This year’s Republican National Convention seemed to cause a stir (as usual), especially with the proposed return to the gold standard—a system that would peg the value of the dollar to gold. Many see it as a cheap ploy to get Ron Paul supporters to jump on the bandwagon; others think it’s a huge step toward less government regulation and correcting America’s nasty debt habit. Whatever the case, it doesn’t seem too popular with either party.
A Rocky Relationship
This isn’t the United States’ first dance with the gold standard. In 1971, the United States participated in the Bretton Woods system—a system that pegged international currencies to the U.S. dollar, which was backed by gold ($35/ounce). This system fixed currency rates between countries, requiring governments to buy and sell currency to maintain rates.
In the midst of the Vietnam War, the U.S. sent $22 billion overseas, causing severe inflation and dropping the U.S. dollar’s value relative to gold – in other words, gold was worth more than $35/ounce on the open market. “Foreign price-gougers,” as they were so aptly named, then took advantage of the country’s “promise to pay” clause and demanded the United States pay back their debts in gold so that it could be sold for profit on the open market.
This loophole led Nixon to withdraw from the Bretton Woods system almost overnight, rattling the international currency system in what was appropriately named “The Nixon Shock.” The United States, along with the other major international currencies, made the move to fiat money, and officially cut off all ties between international currencies.
So, why should I care?
If you think a switch to the gold standard is just another talking point lost in the political noise, think again. Here are the top three ways a switch to the gold standard could really hit you where it hurts:
1. If the country went on the gold standard, currency rates would be fixed and the government wouldn’t be able to manipulate the market. This is great for preventing inflation, but bad for a depressed economy.

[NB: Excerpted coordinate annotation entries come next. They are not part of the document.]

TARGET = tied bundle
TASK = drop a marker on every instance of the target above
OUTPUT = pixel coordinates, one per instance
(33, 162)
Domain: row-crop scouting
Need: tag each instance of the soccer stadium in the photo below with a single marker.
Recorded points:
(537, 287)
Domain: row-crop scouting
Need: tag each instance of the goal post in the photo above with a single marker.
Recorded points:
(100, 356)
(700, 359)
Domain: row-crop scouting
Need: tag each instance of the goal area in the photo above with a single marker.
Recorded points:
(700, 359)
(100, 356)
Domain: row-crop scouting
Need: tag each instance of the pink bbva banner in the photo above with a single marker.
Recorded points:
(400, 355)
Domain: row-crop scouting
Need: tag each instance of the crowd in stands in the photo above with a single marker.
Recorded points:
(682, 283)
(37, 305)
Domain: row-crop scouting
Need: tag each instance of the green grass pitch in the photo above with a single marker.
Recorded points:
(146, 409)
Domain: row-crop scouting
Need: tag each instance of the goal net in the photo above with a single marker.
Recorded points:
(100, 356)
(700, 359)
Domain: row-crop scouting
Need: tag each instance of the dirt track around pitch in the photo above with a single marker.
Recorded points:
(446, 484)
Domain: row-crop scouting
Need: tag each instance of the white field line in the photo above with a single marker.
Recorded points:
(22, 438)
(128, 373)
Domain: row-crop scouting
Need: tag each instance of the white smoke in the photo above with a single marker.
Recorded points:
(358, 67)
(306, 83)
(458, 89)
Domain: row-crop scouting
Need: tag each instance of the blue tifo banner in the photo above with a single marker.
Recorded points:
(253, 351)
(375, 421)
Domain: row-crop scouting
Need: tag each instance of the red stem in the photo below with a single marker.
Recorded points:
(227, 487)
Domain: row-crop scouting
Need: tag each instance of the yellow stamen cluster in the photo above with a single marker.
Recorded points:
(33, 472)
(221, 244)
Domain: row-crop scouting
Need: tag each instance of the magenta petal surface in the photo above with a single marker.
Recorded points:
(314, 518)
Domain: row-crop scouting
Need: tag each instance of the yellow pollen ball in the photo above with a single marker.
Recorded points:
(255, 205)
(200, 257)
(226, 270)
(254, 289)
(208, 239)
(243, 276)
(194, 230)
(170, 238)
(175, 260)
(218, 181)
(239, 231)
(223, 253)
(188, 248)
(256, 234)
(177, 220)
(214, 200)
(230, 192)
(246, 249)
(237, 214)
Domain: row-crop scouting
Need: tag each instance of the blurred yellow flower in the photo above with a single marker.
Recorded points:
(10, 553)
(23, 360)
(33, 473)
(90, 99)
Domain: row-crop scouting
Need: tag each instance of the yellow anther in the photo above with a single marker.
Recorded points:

Say, for example, the United States has a high unemployment rate—usually the Fed adjusts interest rates to compensate and encourage spending, but the gold standard wouldn’t allow it. Instead, the price of goods would rise, putting a strain on many people’s already very tight budgets. Pricey goods mean less demand, which, as any Econ 101 class would tell you, is no good for the economy.
2. Although gold is a concrete commodity, it’s just that—a commodity subject to the open market, and supply and demand. The price of gold can change and, if on the gold standard, would destabilize the value of the dollar. Though many don’t believe gold prices will fluctuate, it’s still a possibility that could change the value of (what you thought would be) your savings account.
If the price of gold fluctuates, the value of your cash gets dragged along with it. Gold prices could drop, in turn dropping the value of the dollar and making your hard-earned savings worth far less than it should. The gold standard would make your earnings susceptible to the whims of the open market—maybe not the most reliable way to handle your finances.
3. Though the gold standard would protect the U.S. dollar from hyperinflation, that’s far less likely to happen than deflation, or an increase in the value of the dollar. This may seem like a pretty sweet deal, but when the dollar value rises, prices drop, which is not too bad until you realize your salary drops with it.
If prices fall, companies are less willing to pay for labor, so salaries plummet while, unfortunately, your debts don’t. You’d have to work more to pay off the same old credit-card debt, mortgages, or pesky student loans. Only the wealthy would really benefit from a return to the gold standard, leaving the rest of us down in the debt dumps.
It seems that whether you’re a Democrat, Republican, or anything in between makes no difference. It’s just a matter of whether you trust your government. Gold standard supporters usually lead with a call for less regulation, but the gold standard doesn’t change if there’s regulation, just who’s regulating. Overall, the gold standard is a thing of the past and that’s how it should stay. You fool us once, shame on you; fool us twice? Eh, we’d rather not find out.
Angie Picardo is the chief content manager at NerdWallet.com, a personal finance website dedicated to helping consumers find the best credit cards—at least while our currency system still exists.